Un ristorante nato dall’amore – quello per il buon cibo, per la vita e per la città di Firenze – da parte di chef Oliver Betancourt e sua moglie Roberta Del Prete. Che non hanno voluto cambiare il nome della storica location fiorentina proprio per mantenere forte il legame col passato e col cuore dell’Oltrarno. “Cuculia”, infatti, deriva dall’antico appellativo di via dè Serragli che nel Rinascimento era nota come Via del Canto alla Cuculia in ragione dei numerosi cuculi che dimoravano nei giardini dei monasteri e dei palazzi nobiliari della zona.

Non possono essere che il territorio e le tradizioni, dunque, a guidare quotidianamente dietro ai fornelli Betancourt: i suoi piatti hanno alle spalle anni di storia e di esperienza, ma anche chiare rivisitazioni latinoamericane. “Mai dimenticare le radici”, questo è d’altronde il motto dello chef venezuelano che alla cucina ha letteralmente dedicato tutta la sua vita. Proprio per questo ha lasciato presto il suo Paese natale, intraprendendo un lungo percorso di formazione professionale (e umana) che lo ha catapultato nella “ristorazione europea delle stelle” andando a lavorare presso “La Licorne” a Fontainbleau, in Francia, prima di spostarsi in Corsica e poi ancora nella capitale spagnola Madrid. Una tappa, quest’ultima che gli ha permesso di perfezionare la sua conoscenza della gastronomia contemporanea e molecolare, affiancando chef Juan Pablo Felipe al ristorante “Cháflan” e, in seguito, chef Andrés Madrigal del ristorante “El Olivo” fino a diventare sous-chef di Sergi Arola a “La Broche”, ma di affinare anche tecniche di cucina thailandese e giapponese collaborando con chef provenienti dall’Oriente. Cammino lungo e soddisfacente il suo, che in Italia (dal 2010) ha raggiunto il suo apice. Il 2012 è infatti l’anno della fondazione, insieme a sua moglie Roberta Del Prete, di “Cuculia Ristorante”: il luogo in cui poter dare spazio a tutto il suo estro e la sua creatività, oltre allo smisurato amore per il suo mestiere e la sua famiglia.
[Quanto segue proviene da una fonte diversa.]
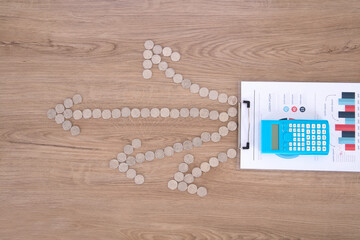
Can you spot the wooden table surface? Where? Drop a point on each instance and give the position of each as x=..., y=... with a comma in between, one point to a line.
x=56, y=186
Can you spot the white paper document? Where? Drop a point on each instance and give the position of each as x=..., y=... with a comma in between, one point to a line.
x=301, y=100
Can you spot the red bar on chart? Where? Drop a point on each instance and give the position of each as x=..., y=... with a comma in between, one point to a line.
x=344, y=127
x=349, y=108
x=349, y=147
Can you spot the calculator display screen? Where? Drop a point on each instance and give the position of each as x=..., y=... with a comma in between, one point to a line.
x=275, y=136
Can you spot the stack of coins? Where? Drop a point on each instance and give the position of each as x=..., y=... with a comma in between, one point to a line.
x=62, y=113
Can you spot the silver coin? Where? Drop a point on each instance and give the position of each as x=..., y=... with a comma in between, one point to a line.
x=174, y=113
x=136, y=143
x=164, y=112
x=59, y=108
x=77, y=114
x=149, y=44
x=192, y=189
x=201, y=192
x=96, y=113
x=188, y=158
x=135, y=113
x=128, y=149
x=215, y=137
x=194, y=88
x=183, y=167
x=205, y=137
x=222, y=98
x=130, y=161
x=187, y=145
x=106, y=114
x=145, y=113
x=67, y=125
x=147, y=74
x=197, y=142
x=194, y=112
x=68, y=103
x=125, y=112
x=121, y=157
x=168, y=151
x=147, y=54
x=204, y=113
x=139, y=179
x=223, y=131
x=222, y=157
x=205, y=166
x=75, y=130
x=115, y=113
x=203, y=92
x=68, y=113
x=51, y=113
x=184, y=112
x=157, y=49
x=214, y=162
x=169, y=72
x=131, y=173
x=196, y=172
x=77, y=99
x=232, y=126
x=163, y=66
x=214, y=115
x=87, y=113
x=156, y=59
x=223, y=117
x=175, y=56
x=159, y=154
x=140, y=158
x=177, y=78
x=155, y=112
x=113, y=164
x=123, y=167
x=178, y=147
x=189, y=178
x=232, y=112
x=232, y=100
x=213, y=94
x=179, y=176
x=147, y=64
x=59, y=118
x=231, y=153
x=149, y=156
x=186, y=83
x=167, y=51
x=182, y=186
x=172, y=184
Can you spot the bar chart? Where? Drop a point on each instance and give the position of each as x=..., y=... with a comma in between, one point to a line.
x=347, y=127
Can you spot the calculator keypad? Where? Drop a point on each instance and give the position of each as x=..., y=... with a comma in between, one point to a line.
x=306, y=137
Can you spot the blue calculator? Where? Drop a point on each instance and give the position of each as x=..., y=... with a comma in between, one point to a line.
x=295, y=137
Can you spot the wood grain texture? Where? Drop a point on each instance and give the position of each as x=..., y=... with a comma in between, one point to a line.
x=55, y=186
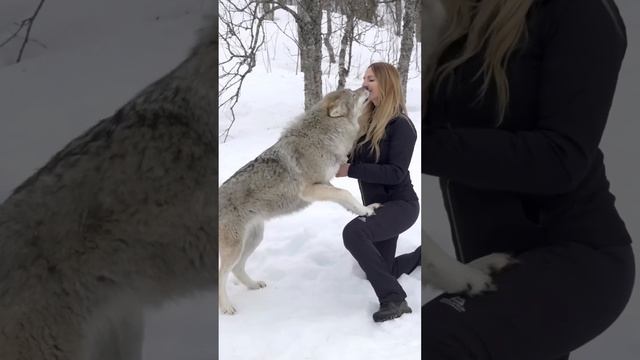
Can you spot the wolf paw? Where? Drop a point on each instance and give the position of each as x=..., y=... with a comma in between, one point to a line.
x=228, y=309
x=370, y=209
x=257, y=285
x=478, y=283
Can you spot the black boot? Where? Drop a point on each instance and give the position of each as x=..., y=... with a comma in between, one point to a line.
x=391, y=310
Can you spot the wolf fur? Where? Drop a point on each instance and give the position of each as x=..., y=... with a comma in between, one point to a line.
x=438, y=268
x=124, y=216
x=285, y=178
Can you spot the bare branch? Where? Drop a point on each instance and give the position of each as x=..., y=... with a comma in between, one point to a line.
x=28, y=23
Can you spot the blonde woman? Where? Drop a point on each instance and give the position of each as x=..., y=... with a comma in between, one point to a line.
x=380, y=161
x=517, y=103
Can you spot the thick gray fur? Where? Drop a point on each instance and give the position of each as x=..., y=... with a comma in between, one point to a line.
x=124, y=216
x=285, y=178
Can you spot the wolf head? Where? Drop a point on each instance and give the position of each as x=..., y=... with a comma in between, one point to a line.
x=346, y=103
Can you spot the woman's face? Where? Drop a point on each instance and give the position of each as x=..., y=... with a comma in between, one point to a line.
x=370, y=83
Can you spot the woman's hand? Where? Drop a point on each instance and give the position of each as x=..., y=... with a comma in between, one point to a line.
x=343, y=171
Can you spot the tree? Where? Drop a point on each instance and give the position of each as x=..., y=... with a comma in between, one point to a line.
x=28, y=25
x=406, y=44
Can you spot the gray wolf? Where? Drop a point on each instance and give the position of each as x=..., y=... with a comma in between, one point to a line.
x=123, y=217
x=285, y=178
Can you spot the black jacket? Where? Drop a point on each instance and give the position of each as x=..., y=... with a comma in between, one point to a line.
x=388, y=179
x=539, y=177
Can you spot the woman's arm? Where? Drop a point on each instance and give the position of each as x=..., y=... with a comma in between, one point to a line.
x=580, y=69
x=402, y=140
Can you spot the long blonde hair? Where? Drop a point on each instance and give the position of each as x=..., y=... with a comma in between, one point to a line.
x=494, y=27
x=391, y=104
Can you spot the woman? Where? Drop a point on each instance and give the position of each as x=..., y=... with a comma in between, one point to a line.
x=517, y=104
x=380, y=161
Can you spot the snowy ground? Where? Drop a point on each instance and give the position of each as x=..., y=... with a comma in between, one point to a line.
x=317, y=305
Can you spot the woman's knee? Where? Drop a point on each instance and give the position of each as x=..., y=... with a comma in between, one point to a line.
x=446, y=336
x=354, y=233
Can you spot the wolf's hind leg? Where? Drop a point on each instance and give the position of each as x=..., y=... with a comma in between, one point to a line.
x=230, y=248
x=253, y=238
x=328, y=192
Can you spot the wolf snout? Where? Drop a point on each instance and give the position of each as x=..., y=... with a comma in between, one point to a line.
x=364, y=92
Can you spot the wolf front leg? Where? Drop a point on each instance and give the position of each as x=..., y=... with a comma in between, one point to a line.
x=328, y=192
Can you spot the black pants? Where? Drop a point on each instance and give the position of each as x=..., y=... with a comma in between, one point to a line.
x=372, y=242
x=558, y=298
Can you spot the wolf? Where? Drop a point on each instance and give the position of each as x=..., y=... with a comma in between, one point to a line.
x=124, y=216
x=287, y=177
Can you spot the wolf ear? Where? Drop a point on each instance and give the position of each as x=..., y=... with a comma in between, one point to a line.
x=337, y=108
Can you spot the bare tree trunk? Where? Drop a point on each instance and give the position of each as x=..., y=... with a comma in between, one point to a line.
x=364, y=10
x=327, y=39
x=406, y=44
x=266, y=10
x=310, y=43
x=398, y=17
x=419, y=12
x=346, y=42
“Gamberi marinati ricoperti di foglia di riso con sospiro di cocco e foglia d’ostrica”

Lo si capisce bene nei suoi piatti gourmet, scenici nelle presentazioni (si pensi ad esempio a “Gamberi marinati ricoperti di foglia di riso con sospiro di cocco e foglia d’ostrica” o “Tartare di manzo alla mediterranea con affumicatura di legno d’olivo”) ed equilibrati nei sapori (“Risotto alla barbabietola con Roquefort, noci e mela verde”), con note tropicali (“Filetto di manzo in crosta di pistacchi con salsa al tamarindo”) ma anche certezze nostrane (“Quaglia con bietole al vapore e anacardi”). Un punto d’incontro, insomma, tra Europa occidentale, Sud America e Oriente, con un percorso sensoriale, colorato ed esperienziale più che una semplice cena. Il tutto, all’insegna dei prodotti di stagione e all’interno di un’elegante location che a Firenze non ha certo bisogno di tante presentazioni. A “Cuculia Ristorante” soffia ormai da tempo un Wind of Change dal respiro internazionale che, proprio in vista del nuovo anno, spira ancora più forte. Verso nuovi, grandi obiettivi.

“Risotto alla barbabietola con Roquefort, noci e mela verde”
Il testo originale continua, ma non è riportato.